Joining datasets based on ranges

JMthinkrf · June 16, 2023, 3:25pm

I am hoping to join two datasets but I need to do so based upon a range. For example, assume I have the following dataset #1:
LOWER UPPER COLOUR
1 50 Red
51 63 Green
75 100 Yellow
125 500 Purple

Dataset#2 might look like:
NAME VALUE
George 23
Frank 82
Henry 71
Sally 222

And the joined dataset then should look like this:
NAME VALUE COLOUR
George 23 Red
Frank 82 Yellow
Henry 71
Sally 222 Purple

My actual datasets are much more complicated than these, and there are more fields in the join (which aren’t ranges), but hopefully, that gets the idea across.

Is this possible within Quicksight? My only option right now is through a very long calculated field, which is growing longer by the day.

Sanjeeb2022 · June 16, 2023, 3:32pm

Hi @JMthinkrf - What is the source of this data set? If it is relational, can we create custom field which will have one value w.r.t range and also put same logic to have custom field in data set 2. Then you can have a inner join for both data sets.

If the data source is relational, custom sql will really helpful to create derive fields which can be used as join in the data set.

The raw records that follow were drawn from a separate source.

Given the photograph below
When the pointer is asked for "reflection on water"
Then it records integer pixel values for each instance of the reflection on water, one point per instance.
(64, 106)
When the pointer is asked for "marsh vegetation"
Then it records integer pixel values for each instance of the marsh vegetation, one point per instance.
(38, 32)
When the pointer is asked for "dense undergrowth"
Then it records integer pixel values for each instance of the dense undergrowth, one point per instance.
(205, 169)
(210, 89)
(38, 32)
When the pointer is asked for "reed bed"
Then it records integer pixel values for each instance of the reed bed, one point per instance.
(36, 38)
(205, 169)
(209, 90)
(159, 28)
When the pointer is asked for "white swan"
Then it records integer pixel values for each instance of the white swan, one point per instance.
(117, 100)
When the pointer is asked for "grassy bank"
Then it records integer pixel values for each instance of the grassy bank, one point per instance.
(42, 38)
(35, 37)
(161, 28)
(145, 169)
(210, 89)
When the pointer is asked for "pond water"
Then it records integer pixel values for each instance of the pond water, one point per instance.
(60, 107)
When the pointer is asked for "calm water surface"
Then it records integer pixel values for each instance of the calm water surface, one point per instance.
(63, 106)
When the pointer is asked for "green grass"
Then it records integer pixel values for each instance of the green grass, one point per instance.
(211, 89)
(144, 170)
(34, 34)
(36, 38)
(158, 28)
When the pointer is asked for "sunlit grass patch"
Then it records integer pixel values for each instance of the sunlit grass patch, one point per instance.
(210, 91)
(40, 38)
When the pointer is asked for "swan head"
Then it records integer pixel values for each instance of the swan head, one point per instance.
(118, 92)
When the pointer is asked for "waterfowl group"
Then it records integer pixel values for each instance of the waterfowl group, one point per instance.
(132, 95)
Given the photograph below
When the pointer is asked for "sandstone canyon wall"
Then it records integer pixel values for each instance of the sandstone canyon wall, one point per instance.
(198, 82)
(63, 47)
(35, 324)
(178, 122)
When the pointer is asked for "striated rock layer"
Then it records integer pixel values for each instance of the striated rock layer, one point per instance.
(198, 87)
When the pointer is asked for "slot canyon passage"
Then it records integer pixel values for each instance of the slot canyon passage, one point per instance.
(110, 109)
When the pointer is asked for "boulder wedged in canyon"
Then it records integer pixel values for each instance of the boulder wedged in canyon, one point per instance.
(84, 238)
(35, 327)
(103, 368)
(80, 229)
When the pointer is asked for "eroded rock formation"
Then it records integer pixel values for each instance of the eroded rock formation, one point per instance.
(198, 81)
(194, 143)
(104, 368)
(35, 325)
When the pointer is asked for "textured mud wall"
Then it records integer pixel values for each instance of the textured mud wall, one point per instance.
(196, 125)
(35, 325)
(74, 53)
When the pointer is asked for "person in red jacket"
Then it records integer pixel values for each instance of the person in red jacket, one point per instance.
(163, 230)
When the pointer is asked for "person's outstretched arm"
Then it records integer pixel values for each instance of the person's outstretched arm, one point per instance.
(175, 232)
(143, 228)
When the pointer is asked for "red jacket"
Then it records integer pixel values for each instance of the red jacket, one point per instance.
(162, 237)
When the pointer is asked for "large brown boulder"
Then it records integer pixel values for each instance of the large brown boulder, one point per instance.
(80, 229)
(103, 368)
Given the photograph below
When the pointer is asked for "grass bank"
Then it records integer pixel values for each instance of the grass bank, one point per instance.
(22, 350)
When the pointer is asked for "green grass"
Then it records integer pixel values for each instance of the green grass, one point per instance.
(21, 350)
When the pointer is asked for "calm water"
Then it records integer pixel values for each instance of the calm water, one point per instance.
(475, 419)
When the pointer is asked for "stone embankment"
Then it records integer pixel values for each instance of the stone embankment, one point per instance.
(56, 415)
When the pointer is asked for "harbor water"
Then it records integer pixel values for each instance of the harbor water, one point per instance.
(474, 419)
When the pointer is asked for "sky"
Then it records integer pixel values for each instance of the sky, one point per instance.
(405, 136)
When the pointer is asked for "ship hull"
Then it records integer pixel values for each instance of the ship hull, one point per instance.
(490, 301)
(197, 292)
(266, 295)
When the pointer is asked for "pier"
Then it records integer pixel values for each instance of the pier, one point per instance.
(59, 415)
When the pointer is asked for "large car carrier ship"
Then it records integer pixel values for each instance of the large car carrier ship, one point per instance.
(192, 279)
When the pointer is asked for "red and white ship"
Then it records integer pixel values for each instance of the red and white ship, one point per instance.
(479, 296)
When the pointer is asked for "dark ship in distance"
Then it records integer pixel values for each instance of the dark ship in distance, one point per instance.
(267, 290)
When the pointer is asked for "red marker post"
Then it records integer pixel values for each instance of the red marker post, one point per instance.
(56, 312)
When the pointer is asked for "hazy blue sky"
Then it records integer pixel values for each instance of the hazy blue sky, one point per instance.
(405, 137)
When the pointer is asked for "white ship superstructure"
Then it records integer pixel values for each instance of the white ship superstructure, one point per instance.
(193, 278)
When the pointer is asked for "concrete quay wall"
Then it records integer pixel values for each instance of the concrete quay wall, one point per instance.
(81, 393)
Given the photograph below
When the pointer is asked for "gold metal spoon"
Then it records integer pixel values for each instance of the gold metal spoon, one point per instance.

Hi @ArunSanthosh @eperts - Any advise on this.

Regards - Sanjeeb

David_Wong · June 16, 2023, 5:28pm

@Sanjeeb2022

I’m not a SQL expert but wouldn’t a query like this work?

SELECT
Table2.Name,
Table2.Value,
Table1.Colour
FROM Table2
INNER JOIN Table1
ON Table2.Value BETWEEN Table1.Lower AND Table1.Upper

If it’s a valid query and the data is in Excel or CSV files, this can be done in Athena, right?

Sanjeeb2022 · June 16, 2023, 5:55pm

Hi @David_Wong - Good one not sure whether it will throw an error or not, however I will test it and get back to you. As per my knowledge join should have always equal or not equal, never see a between clause

My idea is to have a derive column at run time using custom sql which will give one column and that can be used as joining condition.

I agree with you, if it is a valid query, then athena can work.

Hi @JMthinkrf - Is it possible to check whether the sql is valid or not.

Regards - Sanjeeb

David_Wong · June 16, 2023, 6:00pm

@Sanjeeb2022
You can have greater than or less than in a join clause, so if BETWEEN is not allowed, we can always change it to >= and <=.

Sanjeeb2022 · June 16, 2023, 6:03pm

Thanks @David_Wong . Let’s wait for the outcome from @JMthinkrf . If the data volume is less, it will good , if the data volume is high, it may take some time as it will do a full scan.

However it is a cool solution.

Regards - Sanjeeb

JMthinkrf · June 16, 2023, 6:21pm

Thanks for the ideas @Sanjeeb2022 and @David_Wong. I’m not an SQL expert myself, but I will try out David’s suggestion next week and post here success or failure. With the SQL concept, I can probably simplify Dataset #1 into a continuous range, and then just use a < operator to select, filling in the blanks in the table with “null”.

JMthinkrf · June 19, 2023, 9:11pm

I put together something based more or less on @Sanjeeb2022 's first suggestion:

Created a dataset with an inner join of the two datasets, with dataset2 as the primary
Created a calculated field that is true if VALUE was between LOWER and UPPER, or if COLOUR was null (so that the Henry 71 entry from dataset2 is still included)
Filtered the dataset on whether the calculated field is true.

I haven’t experimented yet with the full larger dataset, but it seems to be working so far.

Sanjeeb2022 · June 20, 2023, 7:44am

Thank you @JMthinkrf for the confirmation, glad it is working fine. Can you please marked the suggestion as solution so that it will help other community members as well.

Have a great week ahead.

Regards - Sanjeeb